Pessimism in the Face of Confounders: Provably Efficient Offline Reinforcement Learning in Partially Observable Markov Decision Processes
Miao Lu, Yifei Min, Zhaoran Wang, Zhuoran Yang
TL;DR
This work addresses offline reinforcement learning in partially observable environments where latent states confound actions and observations. It introduces P3O, a framework that uses proximal causal inference to identify policy values via confounding bridge functions and employs minimax estimation with pessimism to cope with distributional shift under partial data coverage.

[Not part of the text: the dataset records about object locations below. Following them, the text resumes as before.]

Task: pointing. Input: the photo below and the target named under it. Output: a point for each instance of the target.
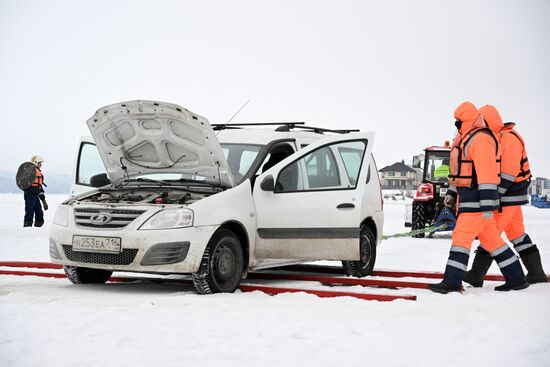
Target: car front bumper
(155, 251)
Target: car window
(321, 170)
(240, 158)
(352, 156)
(89, 164)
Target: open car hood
(145, 137)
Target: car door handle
(345, 206)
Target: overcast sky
(398, 68)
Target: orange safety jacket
(515, 175)
(462, 171)
(474, 169)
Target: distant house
(398, 176)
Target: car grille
(126, 257)
(105, 218)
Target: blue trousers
(33, 207)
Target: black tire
(87, 275)
(365, 266)
(419, 218)
(222, 265)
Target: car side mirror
(268, 183)
(99, 180)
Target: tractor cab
(427, 207)
(435, 173)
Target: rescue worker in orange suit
(34, 196)
(474, 179)
(514, 182)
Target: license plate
(97, 244)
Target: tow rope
(415, 232)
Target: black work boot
(533, 264)
(480, 267)
(443, 288)
(510, 267)
(509, 286)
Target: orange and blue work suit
(515, 175)
(474, 180)
(33, 208)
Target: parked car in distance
(158, 190)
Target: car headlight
(169, 218)
(61, 217)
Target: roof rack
(284, 126)
(321, 130)
(239, 125)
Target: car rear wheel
(222, 265)
(86, 275)
(367, 250)
(418, 218)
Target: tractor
(428, 208)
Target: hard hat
(37, 159)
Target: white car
(169, 198)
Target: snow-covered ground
(50, 322)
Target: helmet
(37, 159)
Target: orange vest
(39, 179)
(461, 169)
(524, 172)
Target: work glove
(449, 201)
(43, 200)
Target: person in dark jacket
(35, 197)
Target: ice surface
(50, 322)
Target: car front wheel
(86, 275)
(222, 265)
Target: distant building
(398, 176)
(540, 186)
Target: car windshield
(436, 167)
(240, 158)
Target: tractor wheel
(87, 275)
(418, 218)
(222, 265)
(367, 249)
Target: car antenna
(232, 117)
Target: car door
(87, 165)
(308, 206)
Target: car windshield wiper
(142, 179)
(200, 183)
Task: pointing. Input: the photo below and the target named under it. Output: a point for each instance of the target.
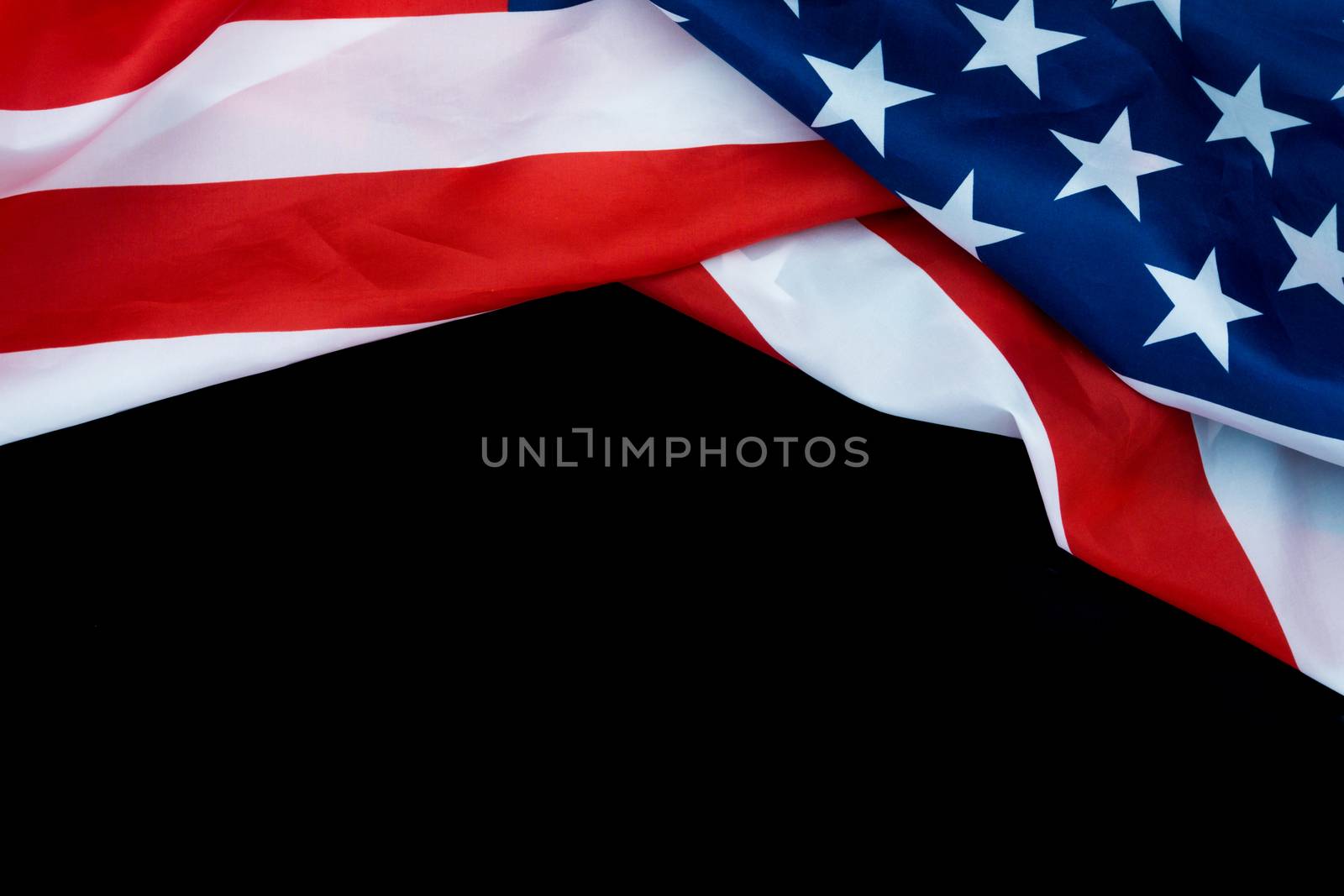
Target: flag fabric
(194, 192)
(1230, 527)
(316, 174)
(1162, 176)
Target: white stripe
(847, 308)
(47, 389)
(1288, 512)
(1321, 446)
(265, 100)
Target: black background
(349, 490)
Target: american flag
(1106, 228)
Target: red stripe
(360, 250)
(1132, 486)
(62, 53)
(692, 291)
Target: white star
(1113, 163)
(862, 94)
(1015, 42)
(956, 219)
(1247, 116)
(1200, 308)
(1319, 258)
(1169, 8)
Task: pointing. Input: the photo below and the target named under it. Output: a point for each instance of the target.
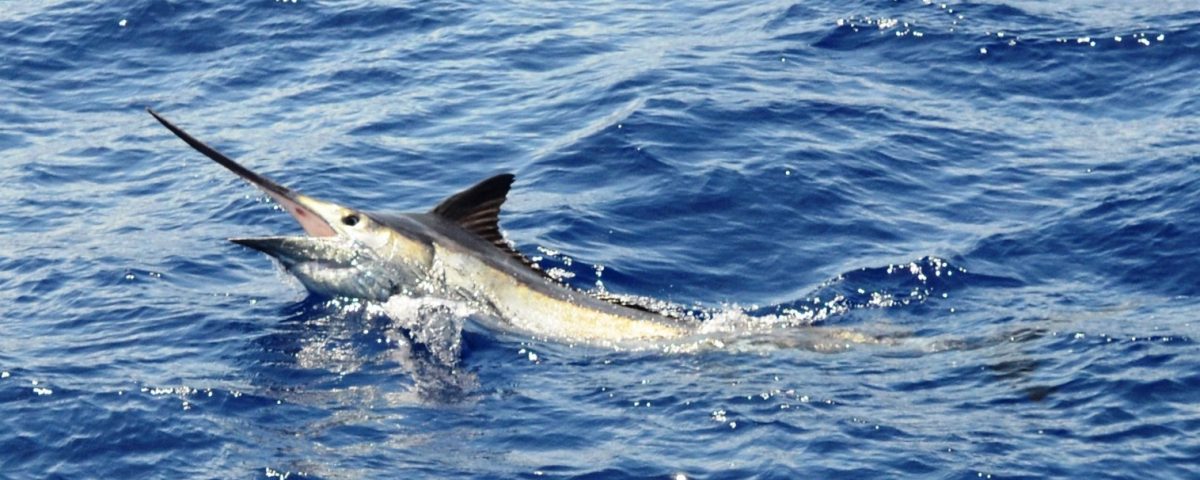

Theoretical results establish $n^{-1/2}$-suboptimality for general function classes and $ ilde{O}(\sqrt{H^3 d / n})$ suboptimality under linear function approximation, marking the first provably efficient offline RL method for confounded POMDPs. The approach has potential implications for domains like precision medicine and autonomous systems where offline data are plentiful but latent factors complicate learning.
Abstract
We study offline reinforcement learning (RL) in partially observable Markov decision processes. In particular, we aim to learn an optimal policy from a dataset collected by a behavior policy which possibly depends on the latent state. Such a dataset is confounded in the sense that the latent state simultaneously affects the action and the observation, which is prohibitive for existing offline RL algorithms. To this end, we propose the \underline{P}roxy variable \underline{P}essimistic \underline{P}olicy \underline{O}ptimization (\texttt{P3O}) algorithm, which addresses the confounding bias and the distributional shift between the optimal and behavior policies in the context of general function approximation. At the core of \texttt{P3O} is a coupled sequence of pessimistic confidence regions constructed via proximal causal inference, which is formulated as minimax estimation. Under a partial coverage assumption on the confounded dataset, we prove that \texttt{P3O} achieves a $n^{-1/2}$-suboptimality, where $n$ is the number of trajectories in the dataset. To our best knowledge, \texttt{P3O} is the first provably efficient offline RL algorithm for POMDPs with a confounded dataset.